2. Membantu Mencegah Diabetes
Penelitian yang diterbitkan dalam Journal of Food Science and Technology pada tahun 2012 menunjukkan bahwa daun kelor dapat membantu mencegah diabetes dengan cara mempertahankan sensitivitas insulin. Dalam penelitian tersebut, peserta mengonsumsi 7 gram bubuk daun kelor setiap hari selama tiga bulan.
Hasil percobaan menunjukkan bahwa kandungan isotiosianat dalam daun kelor berperan dalam menurunkan rata-rata kadar gula darah puasa sebanyak 13,5 persen.
3. Bagus untuk Diet Penurunan Berat Badan
Studi menunjukkan bahwa daun kelor memiliki potensi untuk mengurangi produksi lemak.
Konsumsi ekstrak daun kelor mungkin membantu mengatur proses metabolisme lemak melalui kandungan senyawa bioaktif seperti flavonoid, tanin, dan fitokimia.
Meskipun demikian, penting untuk menyesuaikan program penurunan berat badan dengan pola hidup sehat sebagai pendukungnya.
4. Meningkatkan Daya Tahan Tubuh
Kadar antioksidan yang terkandung dalam daun kelor sangatlah tinggi.
Kehadiran antioksidan tersebut dapat memberikan dukungan dalam meningkatkan daya tahan tubuh serta mencegah timbulnya berbagai jenis penyakit.
Kuersetin, sebagai salah satu jenis antioksidan yang terdapat dalam daun kelor, memiliki kemampuan untuk merangsang produksi oksida nitrat yang bermanfaat bagi kesehatan jantung.
5. Membantu Menjaga Kesehatan Mata
Daun kelor memiliki kandungan beta karoten atau vitamin A yang cukup tinggi.
Fungsinya adalah untuk melindungi kesehatan mata dengan cara mengurangi efek oksidatif yang berpotensi merugikan.
Selain itu, senyawa ini juga dapat membantu mengurangi risiko berbagai penyakit mata, seperti katarak dan degenerasi makula.
6. Menurunkan Kolesterol Jahat
Berdasarkan informasi dari website halodoc.com, mengonsumsi daun kelor dapat membantu meningkatkan kadar kolesterol yang baik dalam tubuh. Lemak dapat berkurang dan mencegah timbulnya plak di pembuluh arteri.
Penelitian yang dimuat dalam Jurnal Ethnopharmacology menyebutkan bahwa mengonsumsi daun kelor berpengaruh pada penurunan kadar kolesterol tubuh hingga 50 persen dalam waktu 12 minggu.

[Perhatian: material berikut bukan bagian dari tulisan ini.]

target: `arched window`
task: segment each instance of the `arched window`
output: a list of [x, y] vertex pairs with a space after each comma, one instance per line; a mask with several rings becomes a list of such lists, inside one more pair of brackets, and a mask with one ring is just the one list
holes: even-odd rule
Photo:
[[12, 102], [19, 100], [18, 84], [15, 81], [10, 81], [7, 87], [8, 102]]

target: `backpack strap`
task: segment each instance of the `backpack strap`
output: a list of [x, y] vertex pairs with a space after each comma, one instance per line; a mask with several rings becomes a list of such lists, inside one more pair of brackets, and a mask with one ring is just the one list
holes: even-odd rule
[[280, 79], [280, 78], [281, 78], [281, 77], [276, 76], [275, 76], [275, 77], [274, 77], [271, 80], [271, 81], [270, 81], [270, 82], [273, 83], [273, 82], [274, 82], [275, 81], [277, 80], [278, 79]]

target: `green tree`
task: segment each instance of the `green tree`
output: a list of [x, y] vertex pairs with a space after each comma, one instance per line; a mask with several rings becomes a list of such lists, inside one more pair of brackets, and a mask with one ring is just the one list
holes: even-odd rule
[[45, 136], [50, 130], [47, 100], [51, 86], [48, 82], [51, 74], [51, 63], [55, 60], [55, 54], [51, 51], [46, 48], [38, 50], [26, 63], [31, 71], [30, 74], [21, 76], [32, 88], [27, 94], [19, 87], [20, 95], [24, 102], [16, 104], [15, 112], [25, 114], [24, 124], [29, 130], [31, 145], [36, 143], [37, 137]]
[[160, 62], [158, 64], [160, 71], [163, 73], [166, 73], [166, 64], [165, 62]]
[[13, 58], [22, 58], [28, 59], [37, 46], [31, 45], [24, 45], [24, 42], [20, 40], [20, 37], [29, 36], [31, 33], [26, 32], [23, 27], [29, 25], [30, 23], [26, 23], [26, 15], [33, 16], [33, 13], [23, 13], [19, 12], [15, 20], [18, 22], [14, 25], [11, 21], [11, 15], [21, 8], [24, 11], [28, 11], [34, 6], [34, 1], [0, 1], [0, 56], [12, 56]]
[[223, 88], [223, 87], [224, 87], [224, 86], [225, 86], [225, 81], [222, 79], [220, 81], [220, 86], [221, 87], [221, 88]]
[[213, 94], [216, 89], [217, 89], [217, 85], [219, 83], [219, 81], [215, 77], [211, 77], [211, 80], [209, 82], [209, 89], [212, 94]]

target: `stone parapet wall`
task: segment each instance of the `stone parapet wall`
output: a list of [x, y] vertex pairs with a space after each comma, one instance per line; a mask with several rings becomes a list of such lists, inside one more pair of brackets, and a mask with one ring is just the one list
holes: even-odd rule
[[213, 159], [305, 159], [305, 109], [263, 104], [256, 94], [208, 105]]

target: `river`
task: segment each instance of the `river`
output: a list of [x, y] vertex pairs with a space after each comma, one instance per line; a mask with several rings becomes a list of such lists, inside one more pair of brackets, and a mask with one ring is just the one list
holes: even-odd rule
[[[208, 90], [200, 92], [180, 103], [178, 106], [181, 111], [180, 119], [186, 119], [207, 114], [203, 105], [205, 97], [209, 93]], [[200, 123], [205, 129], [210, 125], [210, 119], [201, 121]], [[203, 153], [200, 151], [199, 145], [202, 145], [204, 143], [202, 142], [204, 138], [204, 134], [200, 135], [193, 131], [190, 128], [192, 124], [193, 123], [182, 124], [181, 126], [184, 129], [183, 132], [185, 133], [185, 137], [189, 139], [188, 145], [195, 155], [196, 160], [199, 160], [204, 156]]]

Bukan hanya itu, senyawa-senyawa yang terkandung dalam daun kelor efektif mengurangi pembentukan plak aterosklerotik hingga 86 persen.
7. Baik untuk Kesehatan Otak
Manfaat daun kelor terletak pada peningkatan fungsi kognitif otak karena kandungan antioksidan dan neuro-enhancer yang ada di dalamnya.
Menurut informasi yang dikutip dari situs puskesbaganpunak.rohilkab.go.id, kandungan vitamin C & E yang tinggi dalam daun kelor memiliki peran penting dalam melawan oksidasi dan degenerasi neuron, sehingga dapat meningkatkan kinerja otak.
Tidak hanya itu, mengonsumsi daun kelor juga membantu mengatur neurotransmitter
seperti serotonin, dopamin, dan noradrenalin di otak yang memiliki peran dalam mempengaruhi memori, suasana hati, serta respons terhadap berbagai rangsangan, seperti stres dan kebahagiaan.